I also think there is some truth to this, and this truth might be better revealed through deeper parsing of terms such as "analytical", "rational", "logical", "objective", etc. As somebody who is sex=female and core gender= feminine, but of a "rational" personality type with approximately 2 to 1 male to female ratio in human population, I often find myself conflicted or mediating this gap. In "Finding Radical Wholeness", Wilber notes study from longest/least sexist region of Scandanavia in which far larger proportion of females freely choose profession of nursing and far larger proportion of males freely choose profession of engineering.

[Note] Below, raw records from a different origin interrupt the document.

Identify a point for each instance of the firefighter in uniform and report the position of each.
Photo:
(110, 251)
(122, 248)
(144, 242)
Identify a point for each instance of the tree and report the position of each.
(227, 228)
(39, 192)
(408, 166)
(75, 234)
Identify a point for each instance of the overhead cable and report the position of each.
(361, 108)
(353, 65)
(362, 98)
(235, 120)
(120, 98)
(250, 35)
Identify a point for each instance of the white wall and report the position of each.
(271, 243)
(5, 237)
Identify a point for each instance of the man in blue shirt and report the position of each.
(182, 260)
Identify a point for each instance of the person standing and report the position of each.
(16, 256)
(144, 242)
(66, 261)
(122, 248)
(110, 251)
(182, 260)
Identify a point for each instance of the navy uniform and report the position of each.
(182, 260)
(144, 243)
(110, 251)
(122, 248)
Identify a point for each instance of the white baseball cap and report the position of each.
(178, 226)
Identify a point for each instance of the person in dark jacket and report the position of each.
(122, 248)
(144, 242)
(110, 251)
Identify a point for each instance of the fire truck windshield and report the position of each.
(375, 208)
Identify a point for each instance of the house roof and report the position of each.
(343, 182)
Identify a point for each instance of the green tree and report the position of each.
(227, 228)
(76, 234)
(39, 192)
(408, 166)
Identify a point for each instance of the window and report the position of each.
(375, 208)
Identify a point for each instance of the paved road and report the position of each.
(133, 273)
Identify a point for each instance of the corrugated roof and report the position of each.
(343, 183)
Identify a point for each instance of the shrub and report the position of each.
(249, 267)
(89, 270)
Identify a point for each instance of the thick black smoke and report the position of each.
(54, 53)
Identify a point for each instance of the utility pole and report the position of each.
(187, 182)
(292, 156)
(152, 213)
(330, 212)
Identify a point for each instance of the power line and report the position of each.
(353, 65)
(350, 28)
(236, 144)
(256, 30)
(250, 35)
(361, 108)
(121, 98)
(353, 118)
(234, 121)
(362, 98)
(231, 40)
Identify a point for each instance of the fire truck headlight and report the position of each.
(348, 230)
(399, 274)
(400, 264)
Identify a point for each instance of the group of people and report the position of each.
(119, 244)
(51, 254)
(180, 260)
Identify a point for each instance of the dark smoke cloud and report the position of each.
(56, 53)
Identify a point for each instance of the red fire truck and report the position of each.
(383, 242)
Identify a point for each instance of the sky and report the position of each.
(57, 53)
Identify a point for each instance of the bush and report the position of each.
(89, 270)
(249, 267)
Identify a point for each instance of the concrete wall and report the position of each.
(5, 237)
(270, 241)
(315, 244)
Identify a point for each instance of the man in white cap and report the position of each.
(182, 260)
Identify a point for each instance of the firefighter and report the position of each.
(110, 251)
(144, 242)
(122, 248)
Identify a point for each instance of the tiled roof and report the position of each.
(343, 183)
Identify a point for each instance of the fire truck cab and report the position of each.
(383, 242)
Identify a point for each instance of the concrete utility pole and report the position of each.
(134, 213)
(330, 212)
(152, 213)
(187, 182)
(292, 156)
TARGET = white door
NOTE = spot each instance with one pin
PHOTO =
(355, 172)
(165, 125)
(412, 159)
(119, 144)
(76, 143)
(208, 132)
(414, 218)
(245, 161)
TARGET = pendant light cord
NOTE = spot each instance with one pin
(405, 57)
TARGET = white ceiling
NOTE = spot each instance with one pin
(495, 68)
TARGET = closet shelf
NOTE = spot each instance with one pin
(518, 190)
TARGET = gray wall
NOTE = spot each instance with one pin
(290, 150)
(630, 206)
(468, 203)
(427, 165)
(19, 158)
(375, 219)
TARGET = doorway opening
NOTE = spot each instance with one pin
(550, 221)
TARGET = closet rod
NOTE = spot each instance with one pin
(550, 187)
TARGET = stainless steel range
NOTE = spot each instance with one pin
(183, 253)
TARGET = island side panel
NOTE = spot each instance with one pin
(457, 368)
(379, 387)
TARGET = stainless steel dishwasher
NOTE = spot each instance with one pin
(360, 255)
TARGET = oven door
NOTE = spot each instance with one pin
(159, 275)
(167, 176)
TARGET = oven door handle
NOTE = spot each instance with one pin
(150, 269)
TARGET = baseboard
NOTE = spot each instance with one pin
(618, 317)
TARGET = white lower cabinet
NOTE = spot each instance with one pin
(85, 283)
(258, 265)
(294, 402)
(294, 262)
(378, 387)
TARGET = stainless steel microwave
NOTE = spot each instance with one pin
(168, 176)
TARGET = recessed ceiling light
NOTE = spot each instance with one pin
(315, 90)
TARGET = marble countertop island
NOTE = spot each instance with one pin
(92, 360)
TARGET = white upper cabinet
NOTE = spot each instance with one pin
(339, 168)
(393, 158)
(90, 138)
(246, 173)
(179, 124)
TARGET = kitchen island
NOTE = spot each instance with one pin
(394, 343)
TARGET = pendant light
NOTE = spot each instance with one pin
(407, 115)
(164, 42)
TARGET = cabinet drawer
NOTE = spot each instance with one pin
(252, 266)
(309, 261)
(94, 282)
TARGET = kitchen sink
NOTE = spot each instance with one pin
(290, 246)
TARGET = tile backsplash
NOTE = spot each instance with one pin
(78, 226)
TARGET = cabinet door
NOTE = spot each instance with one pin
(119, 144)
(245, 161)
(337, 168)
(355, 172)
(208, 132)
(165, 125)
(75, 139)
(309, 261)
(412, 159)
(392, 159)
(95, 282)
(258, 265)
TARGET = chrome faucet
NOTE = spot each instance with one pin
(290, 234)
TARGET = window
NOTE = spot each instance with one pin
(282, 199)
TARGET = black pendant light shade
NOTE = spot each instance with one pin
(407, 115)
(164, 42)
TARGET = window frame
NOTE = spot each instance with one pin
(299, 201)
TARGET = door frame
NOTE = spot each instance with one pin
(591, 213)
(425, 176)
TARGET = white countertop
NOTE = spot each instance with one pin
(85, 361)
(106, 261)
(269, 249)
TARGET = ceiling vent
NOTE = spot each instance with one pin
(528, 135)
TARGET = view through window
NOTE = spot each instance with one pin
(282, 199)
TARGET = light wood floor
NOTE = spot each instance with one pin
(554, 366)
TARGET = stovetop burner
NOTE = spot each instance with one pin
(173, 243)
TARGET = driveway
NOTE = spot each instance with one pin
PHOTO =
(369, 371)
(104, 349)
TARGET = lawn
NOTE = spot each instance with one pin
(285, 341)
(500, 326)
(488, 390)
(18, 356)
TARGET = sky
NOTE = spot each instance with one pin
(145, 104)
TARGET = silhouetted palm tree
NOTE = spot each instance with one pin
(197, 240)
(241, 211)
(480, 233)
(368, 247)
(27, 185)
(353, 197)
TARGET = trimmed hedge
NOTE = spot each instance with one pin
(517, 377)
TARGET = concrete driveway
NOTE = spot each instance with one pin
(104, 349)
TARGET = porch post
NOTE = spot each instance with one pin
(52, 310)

However, many undergraduate majors which generally attract those with the highest IQs, such as Mathematics, Philosophy, and English Literature are becoming closer to gender parity, with Physics still lagging, but not to the persistent degree of Engineering.

Having spent a couple years as an engineering major and several years teaching/tutoring part-time at elementary school level, my "mirror neurons" and other brain-bits inform me that engineering is "too cold" and elementary school teaching is "too warm" and both are too "formulaic" to engage in at the 40 hours/week level. Also, although there is a great deal of variation in the humans who actually occupy such frequently held roles, I have found the proportion of elementary school teachers at Kegan 3 to be pretty consistent with the proportion of engineers at Kegan 3, although their Kegan-3ishness is exhibited somewhat differently and in better alignment with typical-female-blindness or typical-male-blindness. Therefore, I would posit that any human who is more typically in alignment with the masculine in terms of sex/gender and personality type might be somewhat more limited in recognizing level of functioning in females than in males and vice-versa would also hold. OTOH, at the Integral Level ones own internal gender dichotomy is more freely and fluidly accessible, so this difficulty may be transcended. Since it is the case that when the INTJ's NiTe and FiSe are swapped, you get the ISFJ type which is actually the type most likely to be female rather than male (71:29), work towards maturing those functions while firmly placing Te tendencies aside might best serve towards Integral Level development of feminine energy/perspective for many members of this forum.

Wilber also suggests that at the Integral Level, a balance between Level Orange/Modern tendency to promote universal freedom through equality of opportunity and Level Green/Post-Modern tendency to promote universal care through equality of outcome will be sought. Ergo, it may follow that either a deficiency or a surfeit of mirror neurons may contribute to inability to fully inhabit Integral Level of development.